I find that having a strong team of collaborative partners helps; we work well together and can offer each other expertise in areas where we aren’t as strong. Ultimately, we end up functioning like an agency with just the experts that a given project demands. And no overhead where a project doesn’t require it.
Tim Mace says
When I started work in the early 1980s, our London ad agency did everything else too (at least that’s what they told us!). Then media buying specialists and promotional agencies invented themselves and it all became increasingly fragmented, especially with the advent of the web. Next thing, WPP et al scooped up the independents and regulated them again under one big ugly banner, which none of them seem to enjoy. Ever tried herding cats!?
Maryam Monazam says
Luckily there is a third model growing lately and that’s consulting companies with mission of governing (scouting, managing, evaluating) numerous specialized agencies on behalf of the client.
The expertise and experience of these companies in the field of marketing and new technology would save huge amount of time and money and guarantees the coherence of the big picture.

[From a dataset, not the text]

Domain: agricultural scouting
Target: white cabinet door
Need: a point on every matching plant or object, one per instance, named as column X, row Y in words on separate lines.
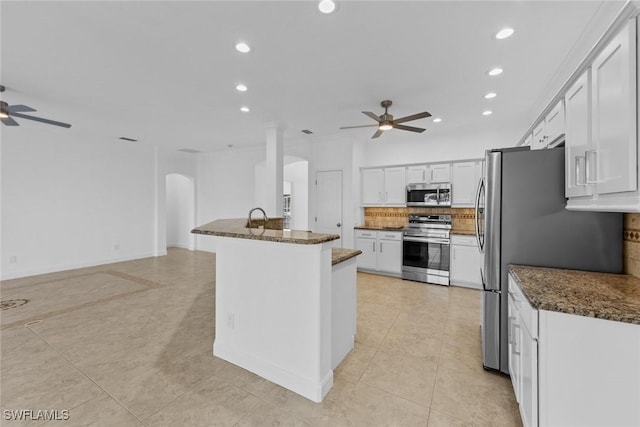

I believe this is a better choice than going with a full-service agency (which is risky and limiting) or create an internal expert team to manage numerous specialized agencies (which is not sustainable).
BC says
Been on both sides of selling marketing services, so I could write pages on this topic (started doing it here, decided to spare you! 😉 but what always comes to mind about being “full service” is the inevitable prospect/client question: “we understand you do all that but what are you GOOD at?”
Eoin Cannon says
“Better to be a meaningful specific than a wandering generality” – Zig Ziggler, from Seth Godin
I think that’s what brands are, and what agencies are. Full Service Agencies can’t do everything well.
Rick Pullan says
The nub today & going forward for the client is how good your people are at working with data and customer knowledge, the ability & agility to aggregate data across the whole organisation and work with key data stakeholders and users to DISCOVER new revenue and profit gaps or opportunities; in particular how to build a ‘direct connection’ with end users based on transactional behaviour. The task then is to ACTIVATE those opportunities to DELIVER the extra profit using the most appropriate priority resource to make target end user customers WANT the proposition, buy it &/or recommend it, whether it’s a trusted resource you know or whether you have to find it. The rest of the debate is a bit like ‘putting the cart before the horse’, which means that an awful lot of budget and shareholder funds are likely to be wasted. I hope this provocative thinking is usable.
Neha Vyas says
I have worked with both kinds of set up and I believe that a midway approach of bucketing agencies works well. For example, giving the same agency – Social, Content, SEO and website management and bucketing analytics & media planning/buying together, existing customer communication & analytics for the same should be bucketed together too. Creative (ATL+BTL), Creative (Digital), PR & Technology competencies should stay out of these buckets – as a client I have also tried to create a quarterly platform where all agencies come together for a brainstorming to work on the brand and business strategy together. It is a time consuming exercise from the client end – but it has proven to be extremely useful for me. I believe that in a lot of cases agency output is as good as client brief and clear setting of KPI’s at the start of the relationship. Investing the right kind of time and faith in agencies – no matter what the model – always pays off.
Nina C says
Either way it highlights the importance of effective management and strategic thinking in an organisation. Whether to direct one agency or to manage multiple. Same goes for the wealth of tools out there such as automation. While good, they will function as well as the person who stitches it all together. Critical thinking and problem solvers and creativity and relational skills are indispensable for any organisation that wants to grow and often these come via a good marketer. If you have the “right” markets internally they will be able to navigate the maze of appointing and managing the right agencies.